Generation of iPSCs and differentiation into RPE
Based on the established GRS, blood samples or skin biopsies were again collected from high-risk (HR) and
low-risk (LR) probands, fibroblast cultures or peripheral blood mononuclear cells (PBMCs) were
established, reprogrammed to induced pluripotent stem cells (iPSCs), and subsequently differentiated into
iPSC-RPE as described [23-25] . Pigmented cell clusters were picked from six-well plates and sub-cultured
followed by cryopreservation in liquid nitrogen.

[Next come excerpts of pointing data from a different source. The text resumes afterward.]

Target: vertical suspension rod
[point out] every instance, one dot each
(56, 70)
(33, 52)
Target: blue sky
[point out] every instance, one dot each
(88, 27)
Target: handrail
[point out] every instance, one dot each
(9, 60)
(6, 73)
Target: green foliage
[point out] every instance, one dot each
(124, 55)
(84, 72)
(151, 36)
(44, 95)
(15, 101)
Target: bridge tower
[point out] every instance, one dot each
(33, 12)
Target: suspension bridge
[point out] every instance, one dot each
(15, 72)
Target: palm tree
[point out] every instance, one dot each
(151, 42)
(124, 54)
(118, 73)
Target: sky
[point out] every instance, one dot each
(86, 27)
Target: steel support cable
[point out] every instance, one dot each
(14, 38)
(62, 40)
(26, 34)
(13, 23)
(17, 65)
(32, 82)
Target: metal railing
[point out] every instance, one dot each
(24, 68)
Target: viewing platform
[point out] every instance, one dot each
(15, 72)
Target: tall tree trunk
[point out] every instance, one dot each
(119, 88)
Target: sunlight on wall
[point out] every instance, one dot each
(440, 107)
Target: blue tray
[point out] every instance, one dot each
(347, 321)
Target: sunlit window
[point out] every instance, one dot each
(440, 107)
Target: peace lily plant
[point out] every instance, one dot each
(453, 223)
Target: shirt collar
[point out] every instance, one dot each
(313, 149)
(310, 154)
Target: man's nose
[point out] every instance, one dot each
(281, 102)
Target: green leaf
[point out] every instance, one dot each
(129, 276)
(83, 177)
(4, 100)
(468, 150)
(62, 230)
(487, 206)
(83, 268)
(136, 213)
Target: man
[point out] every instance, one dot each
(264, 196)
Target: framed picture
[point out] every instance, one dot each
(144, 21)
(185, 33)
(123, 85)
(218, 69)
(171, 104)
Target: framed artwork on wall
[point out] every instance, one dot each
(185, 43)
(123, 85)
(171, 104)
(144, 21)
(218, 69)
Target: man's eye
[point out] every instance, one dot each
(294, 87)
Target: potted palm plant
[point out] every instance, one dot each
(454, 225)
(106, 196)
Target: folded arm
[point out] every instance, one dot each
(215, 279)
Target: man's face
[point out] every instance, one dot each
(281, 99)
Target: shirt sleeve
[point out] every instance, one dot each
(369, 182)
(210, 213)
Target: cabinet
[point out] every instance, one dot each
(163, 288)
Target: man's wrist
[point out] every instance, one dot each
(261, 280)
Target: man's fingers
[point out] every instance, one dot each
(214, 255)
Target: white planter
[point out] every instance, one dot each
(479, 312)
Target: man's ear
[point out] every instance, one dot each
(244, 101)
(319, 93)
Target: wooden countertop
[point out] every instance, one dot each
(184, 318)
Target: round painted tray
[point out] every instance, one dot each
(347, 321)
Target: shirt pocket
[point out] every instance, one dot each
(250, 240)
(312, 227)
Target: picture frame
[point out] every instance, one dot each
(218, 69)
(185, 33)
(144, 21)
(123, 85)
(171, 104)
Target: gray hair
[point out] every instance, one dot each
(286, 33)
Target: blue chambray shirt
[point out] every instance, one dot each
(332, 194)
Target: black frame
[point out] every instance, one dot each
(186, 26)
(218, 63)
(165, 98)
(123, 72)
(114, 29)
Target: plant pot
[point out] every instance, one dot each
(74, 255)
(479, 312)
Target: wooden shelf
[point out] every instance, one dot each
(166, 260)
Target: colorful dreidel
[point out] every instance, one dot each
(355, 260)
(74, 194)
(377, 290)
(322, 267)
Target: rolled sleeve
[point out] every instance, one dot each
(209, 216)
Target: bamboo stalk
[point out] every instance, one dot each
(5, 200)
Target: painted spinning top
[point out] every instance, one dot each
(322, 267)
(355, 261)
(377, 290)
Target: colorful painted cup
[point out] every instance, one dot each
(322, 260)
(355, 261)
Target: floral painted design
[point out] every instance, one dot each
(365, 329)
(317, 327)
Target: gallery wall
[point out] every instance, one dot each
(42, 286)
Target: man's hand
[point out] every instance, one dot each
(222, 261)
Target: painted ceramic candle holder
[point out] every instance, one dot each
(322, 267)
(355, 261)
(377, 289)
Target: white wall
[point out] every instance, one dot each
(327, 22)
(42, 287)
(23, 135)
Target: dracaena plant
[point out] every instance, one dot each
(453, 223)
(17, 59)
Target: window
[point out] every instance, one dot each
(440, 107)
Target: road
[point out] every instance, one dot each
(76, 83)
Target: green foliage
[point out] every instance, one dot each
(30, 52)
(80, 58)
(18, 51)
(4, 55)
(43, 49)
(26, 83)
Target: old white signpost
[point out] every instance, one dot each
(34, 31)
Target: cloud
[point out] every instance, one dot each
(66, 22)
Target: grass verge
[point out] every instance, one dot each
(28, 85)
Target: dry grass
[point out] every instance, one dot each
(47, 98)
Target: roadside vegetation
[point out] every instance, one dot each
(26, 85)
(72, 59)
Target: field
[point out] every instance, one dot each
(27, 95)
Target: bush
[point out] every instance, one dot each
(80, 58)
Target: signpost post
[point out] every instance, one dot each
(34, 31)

Prior to experimental analysis, iPSC-RPE cells were
thawed, seeded on six-well plates coated with Matrigel® GFR (Corning Inc., Corning, NY, USA), passaged
once after two weeks, and cultivated for another two weeks before seeding the cells onto Transwell filters
(ThinCert® Cell Culture Inserts by Greiner Bio-One, Kremsmünster, Austria) in a 6- or 12-well format.
Unless stated otherwise, cells were matured on Transwell inserts for sux weeks and used in experiments
during weeks 6-8. The culture medium was replaced every 72 h.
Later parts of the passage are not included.